My point is: we have lots of tools within math/category theory for thinking about type theory. And so when we want to think about safety, we often gravitate towards the type system to structure our computation. But where is the math/category theory for thinking about lexical constraints that can achieve safety goals? Categorical semantics tends to be very “globally scoped”; maybe we need to work fibered/indexed over lexical scopes? I’m sure people have thought about this before, but I am not familiar with it.
Matteo Capucci
Fri May 10 2024
(Warning: I might have misunderstood the meaning of ‘lexical constraint’)
All these examples remind me of what modalities in type theory usually do: they turn a constraint into a lexical constraint For instance by only defining weakening for assumptions guarded by ! one makes linearity lexically guarded. More generally, type theory seems to be all about encoding semantical constraints (and affordances too) in syntax, and then category theory turns these things in universal properties.
Owen Lynch
Fri May 10 2024
OK, this is a different understanding of modality than I previously had; this is giving me motivation to try and take a look at modalities again and see if I can understand them from this POV.
Sam Staton
Sat May 11 2024
Nice discussion. Your slogan reminds me of “syntactic control of interference” for which this paper has a proposal and a categorical analysis. At the time this was done in the context of categorical work on local state (which is 1, 5?), parametric polymorphism (=6?), etc., so I think was all viewed as connected at the time.
For me, I have been looking at “parameterized algebraic theories” for algebraic effects that include private/local identifiers (e.g.). These are presentations of presheaf-enriched Lawvere theories. I looked at these to try to drill down into the uses of abstraction over identifiers.
The main framework for parameterized algebraic theories is in the spirit of garbage collected identifiers. As Pedro mentioned, avoiding garbage collection (=4?) might lead to substructural logic, which is also in the SCI paper above.
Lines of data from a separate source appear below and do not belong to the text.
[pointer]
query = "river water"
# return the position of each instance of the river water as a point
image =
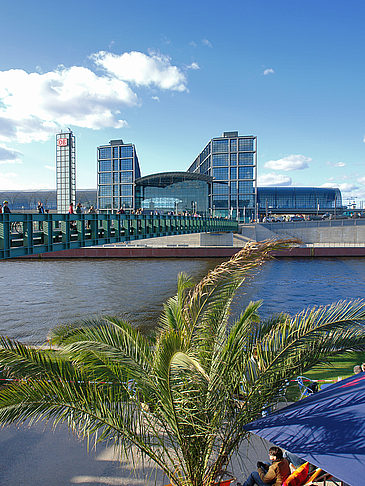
(38, 295)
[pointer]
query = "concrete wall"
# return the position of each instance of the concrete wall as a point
(326, 233)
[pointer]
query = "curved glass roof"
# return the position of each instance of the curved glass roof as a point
(164, 179)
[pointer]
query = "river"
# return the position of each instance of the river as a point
(38, 295)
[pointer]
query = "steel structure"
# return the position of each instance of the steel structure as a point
(29, 234)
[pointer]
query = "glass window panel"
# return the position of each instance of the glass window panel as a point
(126, 151)
(221, 173)
(105, 165)
(126, 164)
(219, 146)
(105, 178)
(233, 171)
(245, 172)
(126, 190)
(245, 159)
(220, 159)
(221, 189)
(105, 153)
(126, 177)
(105, 191)
(245, 144)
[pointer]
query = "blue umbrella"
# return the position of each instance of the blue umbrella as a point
(326, 429)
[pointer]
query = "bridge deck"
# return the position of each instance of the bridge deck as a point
(30, 234)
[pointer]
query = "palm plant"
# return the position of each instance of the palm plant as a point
(183, 396)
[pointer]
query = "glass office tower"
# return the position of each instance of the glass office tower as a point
(232, 161)
(65, 170)
(118, 167)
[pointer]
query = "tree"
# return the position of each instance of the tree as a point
(182, 396)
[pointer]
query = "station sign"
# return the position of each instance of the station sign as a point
(62, 142)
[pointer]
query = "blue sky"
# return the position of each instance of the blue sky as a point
(170, 75)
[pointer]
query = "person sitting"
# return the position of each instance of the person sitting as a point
(274, 474)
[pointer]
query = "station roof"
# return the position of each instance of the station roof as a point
(164, 179)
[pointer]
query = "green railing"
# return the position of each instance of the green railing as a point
(29, 234)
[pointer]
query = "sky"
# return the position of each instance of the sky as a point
(170, 75)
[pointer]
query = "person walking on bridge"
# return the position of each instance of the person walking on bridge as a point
(6, 207)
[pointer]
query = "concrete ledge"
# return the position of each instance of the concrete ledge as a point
(195, 252)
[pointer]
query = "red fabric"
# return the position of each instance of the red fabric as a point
(298, 477)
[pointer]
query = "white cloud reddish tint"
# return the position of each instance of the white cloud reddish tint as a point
(34, 106)
(142, 70)
(273, 180)
(290, 162)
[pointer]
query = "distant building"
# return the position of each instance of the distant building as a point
(231, 160)
(65, 170)
(304, 200)
(118, 168)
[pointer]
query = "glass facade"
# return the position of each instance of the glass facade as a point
(176, 192)
(231, 160)
(298, 199)
(65, 171)
(118, 167)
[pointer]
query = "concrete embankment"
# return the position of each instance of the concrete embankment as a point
(319, 239)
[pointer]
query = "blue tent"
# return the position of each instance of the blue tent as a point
(326, 429)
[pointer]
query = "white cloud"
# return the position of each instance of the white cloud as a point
(207, 43)
(34, 106)
(290, 162)
(274, 180)
(336, 164)
(9, 156)
(142, 70)
(193, 65)
(344, 187)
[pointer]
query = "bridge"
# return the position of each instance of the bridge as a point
(30, 234)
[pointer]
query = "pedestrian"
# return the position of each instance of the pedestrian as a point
(274, 474)
(6, 207)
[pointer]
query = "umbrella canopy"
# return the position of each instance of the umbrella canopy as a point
(326, 429)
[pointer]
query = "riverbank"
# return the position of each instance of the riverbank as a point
(129, 251)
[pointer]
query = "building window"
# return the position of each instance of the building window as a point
(105, 165)
(221, 173)
(245, 144)
(233, 145)
(126, 164)
(220, 159)
(126, 190)
(105, 153)
(219, 146)
(105, 178)
(126, 151)
(245, 172)
(126, 177)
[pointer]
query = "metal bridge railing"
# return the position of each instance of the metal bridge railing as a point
(29, 234)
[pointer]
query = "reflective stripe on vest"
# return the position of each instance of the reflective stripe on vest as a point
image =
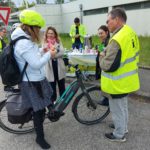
(120, 76)
(125, 79)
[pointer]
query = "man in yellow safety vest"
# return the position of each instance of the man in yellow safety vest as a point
(120, 71)
(77, 33)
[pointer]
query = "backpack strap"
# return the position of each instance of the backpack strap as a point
(13, 43)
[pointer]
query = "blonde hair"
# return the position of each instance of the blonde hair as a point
(33, 31)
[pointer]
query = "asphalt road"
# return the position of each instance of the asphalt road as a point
(68, 134)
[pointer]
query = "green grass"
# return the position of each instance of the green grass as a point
(144, 44)
(145, 51)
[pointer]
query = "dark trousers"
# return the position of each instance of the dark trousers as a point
(61, 86)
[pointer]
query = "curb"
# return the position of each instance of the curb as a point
(142, 94)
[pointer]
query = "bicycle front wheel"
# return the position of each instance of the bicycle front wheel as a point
(84, 112)
(13, 128)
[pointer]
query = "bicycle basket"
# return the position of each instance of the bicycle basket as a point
(16, 110)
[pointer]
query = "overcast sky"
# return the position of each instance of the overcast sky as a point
(19, 2)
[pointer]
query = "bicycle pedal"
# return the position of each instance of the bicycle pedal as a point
(55, 115)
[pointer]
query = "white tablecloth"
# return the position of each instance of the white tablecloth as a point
(82, 59)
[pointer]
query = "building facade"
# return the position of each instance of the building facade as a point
(93, 13)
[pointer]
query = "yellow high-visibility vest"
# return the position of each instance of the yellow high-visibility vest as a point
(0, 46)
(82, 32)
(125, 79)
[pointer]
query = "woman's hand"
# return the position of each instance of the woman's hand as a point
(102, 54)
(45, 47)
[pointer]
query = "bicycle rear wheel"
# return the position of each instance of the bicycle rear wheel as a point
(13, 128)
(84, 113)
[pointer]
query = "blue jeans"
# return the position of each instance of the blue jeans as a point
(119, 110)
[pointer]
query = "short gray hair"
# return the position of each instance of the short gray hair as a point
(118, 12)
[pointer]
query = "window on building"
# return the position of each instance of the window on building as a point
(95, 11)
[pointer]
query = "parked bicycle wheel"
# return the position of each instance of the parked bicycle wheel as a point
(84, 113)
(13, 128)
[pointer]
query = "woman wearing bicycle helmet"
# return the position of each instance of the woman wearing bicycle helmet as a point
(14, 26)
(35, 89)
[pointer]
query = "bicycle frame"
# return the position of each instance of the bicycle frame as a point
(71, 90)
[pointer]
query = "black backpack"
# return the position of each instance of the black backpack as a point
(9, 69)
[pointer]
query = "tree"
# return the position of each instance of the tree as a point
(41, 1)
(59, 1)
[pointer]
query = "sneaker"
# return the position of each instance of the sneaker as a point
(113, 127)
(112, 138)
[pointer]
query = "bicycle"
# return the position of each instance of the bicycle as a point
(86, 107)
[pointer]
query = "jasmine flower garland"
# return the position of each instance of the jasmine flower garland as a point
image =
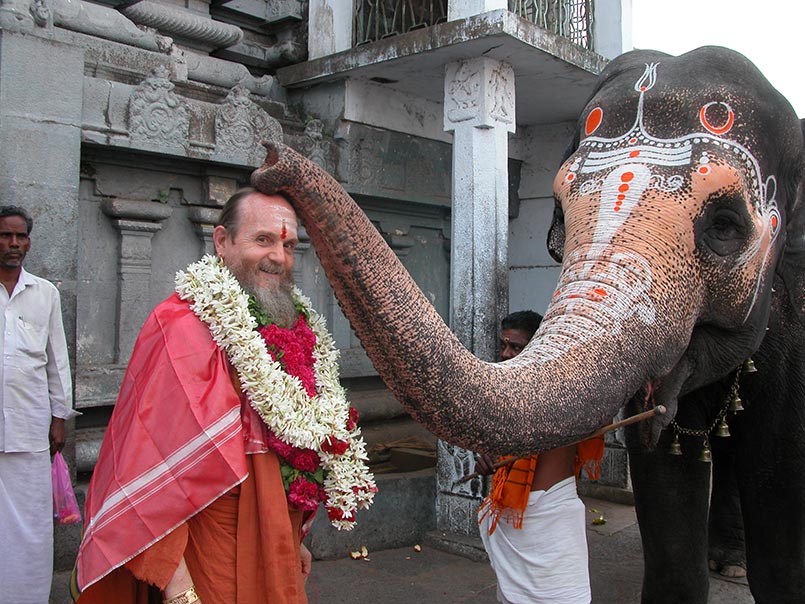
(321, 423)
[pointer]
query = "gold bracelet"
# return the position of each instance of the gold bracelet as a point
(187, 597)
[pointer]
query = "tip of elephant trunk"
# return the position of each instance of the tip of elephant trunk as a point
(272, 154)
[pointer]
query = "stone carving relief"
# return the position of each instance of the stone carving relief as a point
(454, 464)
(464, 92)
(241, 125)
(40, 12)
(481, 92)
(502, 97)
(157, 115)
(199, 30)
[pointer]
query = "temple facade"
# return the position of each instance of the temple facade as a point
(126, 125)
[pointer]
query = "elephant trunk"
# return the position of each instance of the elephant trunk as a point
(571, 379)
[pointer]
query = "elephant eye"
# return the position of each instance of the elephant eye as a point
(725, 226)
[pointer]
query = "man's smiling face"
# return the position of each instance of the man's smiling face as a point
(14, 241)
(261, 252)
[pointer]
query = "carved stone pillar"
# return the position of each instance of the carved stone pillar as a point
(204, 221)
(137, 221)
(479, 109)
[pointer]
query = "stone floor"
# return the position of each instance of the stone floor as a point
(430, 576)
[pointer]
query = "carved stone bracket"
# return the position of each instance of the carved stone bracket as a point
(103, 22)
(194, 30)
(137, 220)
(157, 115)
(479, 92)
(241, 125)
(204, 221)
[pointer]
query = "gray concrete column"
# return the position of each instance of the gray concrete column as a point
(137, 221)
(479, 109)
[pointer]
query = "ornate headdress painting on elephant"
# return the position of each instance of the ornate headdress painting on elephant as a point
(681, 236)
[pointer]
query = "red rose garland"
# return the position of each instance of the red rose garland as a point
(301, 468)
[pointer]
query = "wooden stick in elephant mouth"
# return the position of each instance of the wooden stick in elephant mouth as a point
(658, 410)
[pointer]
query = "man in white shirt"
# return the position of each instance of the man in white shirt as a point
(35, 401)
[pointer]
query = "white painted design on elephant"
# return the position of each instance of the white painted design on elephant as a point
(636, 147)
(602, 160)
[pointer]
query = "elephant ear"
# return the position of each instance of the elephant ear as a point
(792, 266)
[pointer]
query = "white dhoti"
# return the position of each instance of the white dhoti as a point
(545, 561)
(26, 528)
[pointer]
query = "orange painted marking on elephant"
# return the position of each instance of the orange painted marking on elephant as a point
(719, 130)
(593, 120)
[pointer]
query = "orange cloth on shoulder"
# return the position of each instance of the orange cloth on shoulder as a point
(511, 484)
(243, 548)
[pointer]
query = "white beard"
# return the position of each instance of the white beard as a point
(275, 301)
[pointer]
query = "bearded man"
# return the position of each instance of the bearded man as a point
(229, 430)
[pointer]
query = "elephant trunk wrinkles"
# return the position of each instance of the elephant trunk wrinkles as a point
(553, 393)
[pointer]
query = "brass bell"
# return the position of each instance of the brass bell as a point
(736, 404)
(722, 429)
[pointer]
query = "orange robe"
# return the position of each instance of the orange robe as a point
(511, 484)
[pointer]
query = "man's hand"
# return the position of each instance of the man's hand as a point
(57, 435)
(307, 560)
(484, 465)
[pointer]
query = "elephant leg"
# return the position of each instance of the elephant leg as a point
(770, 462)
(726, 532)
(671, 501)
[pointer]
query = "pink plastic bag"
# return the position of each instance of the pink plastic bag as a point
(65, 506)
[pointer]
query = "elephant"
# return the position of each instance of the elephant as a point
(680, 228)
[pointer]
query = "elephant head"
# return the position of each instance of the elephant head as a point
(670, 218)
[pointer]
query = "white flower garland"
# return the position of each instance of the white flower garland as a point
(217, 298)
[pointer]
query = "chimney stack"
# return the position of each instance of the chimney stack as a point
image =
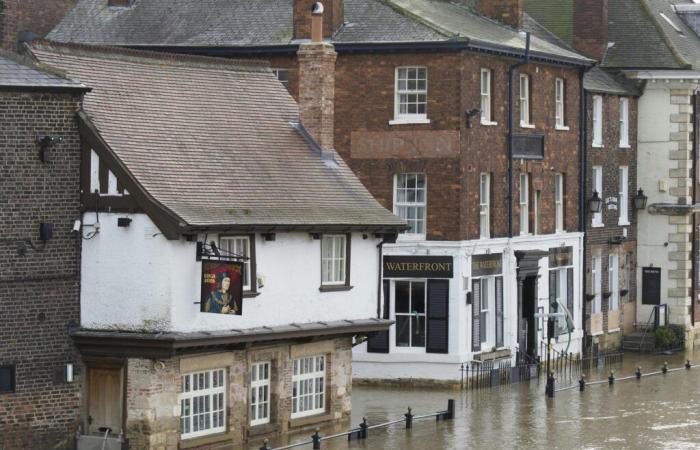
(317, 82)
(509, 12)
(590, 35)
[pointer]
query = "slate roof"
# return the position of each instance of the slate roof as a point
(236, 23)
(213, 142)
(17, 73)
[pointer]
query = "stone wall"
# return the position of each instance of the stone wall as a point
(39, 282)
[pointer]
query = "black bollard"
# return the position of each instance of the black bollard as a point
(316, 438)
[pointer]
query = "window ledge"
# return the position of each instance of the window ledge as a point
(334, 288)
(409, 121)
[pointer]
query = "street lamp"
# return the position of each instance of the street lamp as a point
(595, 203)
(640, 200)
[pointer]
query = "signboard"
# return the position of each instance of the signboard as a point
(418, 266)
(561, 257)
(485, 265)
(651, 285)
(222, 287)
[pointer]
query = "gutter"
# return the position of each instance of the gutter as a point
(511, 71)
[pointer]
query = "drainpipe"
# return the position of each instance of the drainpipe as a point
(511, 70)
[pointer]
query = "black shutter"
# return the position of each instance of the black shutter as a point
(379, 342)
(438, 316)
(499, 311)
(570, 290)
(476, 309)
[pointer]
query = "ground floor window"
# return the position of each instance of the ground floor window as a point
(203, 403)
(308, 386)
(409, 308)
(260, 393)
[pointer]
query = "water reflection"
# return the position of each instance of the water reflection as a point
(657, 412)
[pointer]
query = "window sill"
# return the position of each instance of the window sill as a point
(409, 121)
(335, 288)
(205, 440)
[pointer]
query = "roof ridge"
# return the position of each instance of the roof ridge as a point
(150, 56)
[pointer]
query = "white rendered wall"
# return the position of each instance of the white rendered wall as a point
(135, 279)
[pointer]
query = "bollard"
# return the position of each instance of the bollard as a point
(316, 438)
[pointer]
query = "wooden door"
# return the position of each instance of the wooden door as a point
(105, 399)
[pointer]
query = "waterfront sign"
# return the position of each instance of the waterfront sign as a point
(418, 266)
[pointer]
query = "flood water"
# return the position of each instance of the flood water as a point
(656, 412)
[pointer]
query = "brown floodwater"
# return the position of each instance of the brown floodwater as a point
(657, 412)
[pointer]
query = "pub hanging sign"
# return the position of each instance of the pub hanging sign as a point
(418, 266)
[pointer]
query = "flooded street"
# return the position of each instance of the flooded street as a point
(657, 412)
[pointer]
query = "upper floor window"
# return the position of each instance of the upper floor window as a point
(525, 101)
(624, 122)
(410, 201)
(411, 95)
(334, 259)
(241, 246)
(559, 103)
(597, 121)
(486, 100)
(203, 403)
(485, 205)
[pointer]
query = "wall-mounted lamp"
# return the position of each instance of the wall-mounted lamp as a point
(640, 200)
(595, 203)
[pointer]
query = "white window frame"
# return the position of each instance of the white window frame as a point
(623, 203)
(239, 245)
(308, 384)
(559, 104)
(524, 204)
(613, 282)
(525, 119)
(624, 123)
(205, 395)
(485, 205)
(420, 206)
(334, 263)
(486, 100)
(260, 374)
(406, 117)
(597, 178)
(559, 202)
(597, 121)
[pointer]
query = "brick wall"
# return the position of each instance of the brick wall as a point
(38, 16)
(39, 284)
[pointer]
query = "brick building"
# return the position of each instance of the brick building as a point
(40, 372)
(422, 114)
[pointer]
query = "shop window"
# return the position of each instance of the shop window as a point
(308, 386)
(203, 403)
(260, 393)
(409, 309)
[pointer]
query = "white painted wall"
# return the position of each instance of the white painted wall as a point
(133, 278)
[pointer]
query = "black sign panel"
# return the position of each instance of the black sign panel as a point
(485, 265)
(651, 285)
(528, 146)
(561, 257)
(418, 266)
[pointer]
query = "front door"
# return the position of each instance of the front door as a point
(105, 399)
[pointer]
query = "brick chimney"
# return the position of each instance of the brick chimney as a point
(509, 12)
(332, 18)
(317, 82)
(590, 35)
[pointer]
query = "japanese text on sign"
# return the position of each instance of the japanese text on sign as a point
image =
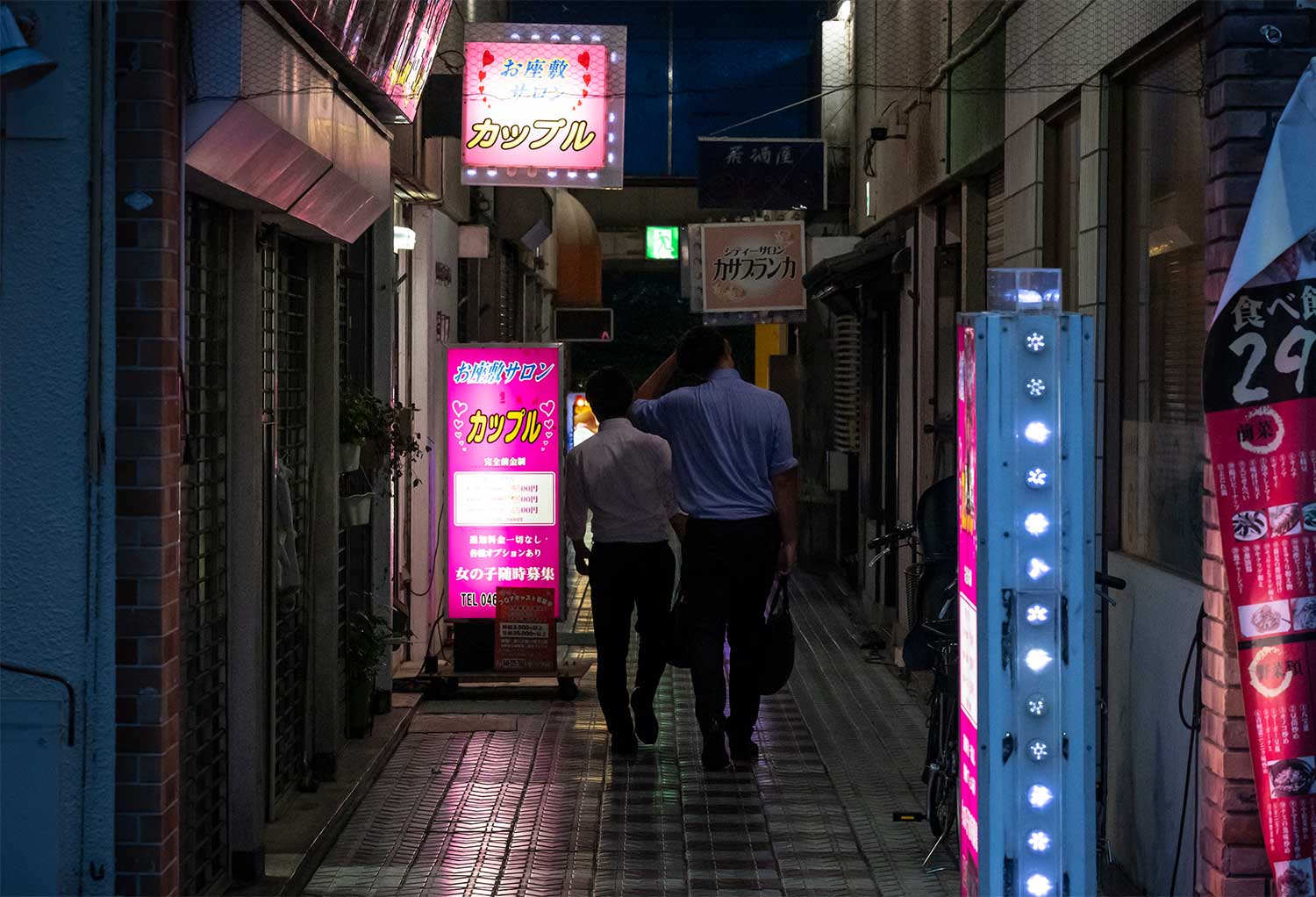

We have looked at substructural versions of parameterized algebraic theories. For quantum programming there’s one here: even though one can “discard” qubits I think it should be done explicitly (like 4) because whether they are still lurking around changes things dramatically. Recently we saw that a version without even exchange captures “scoped effects” here (which might also be related to 10).
That’s me so far, there may be fruitful new perspectives, too!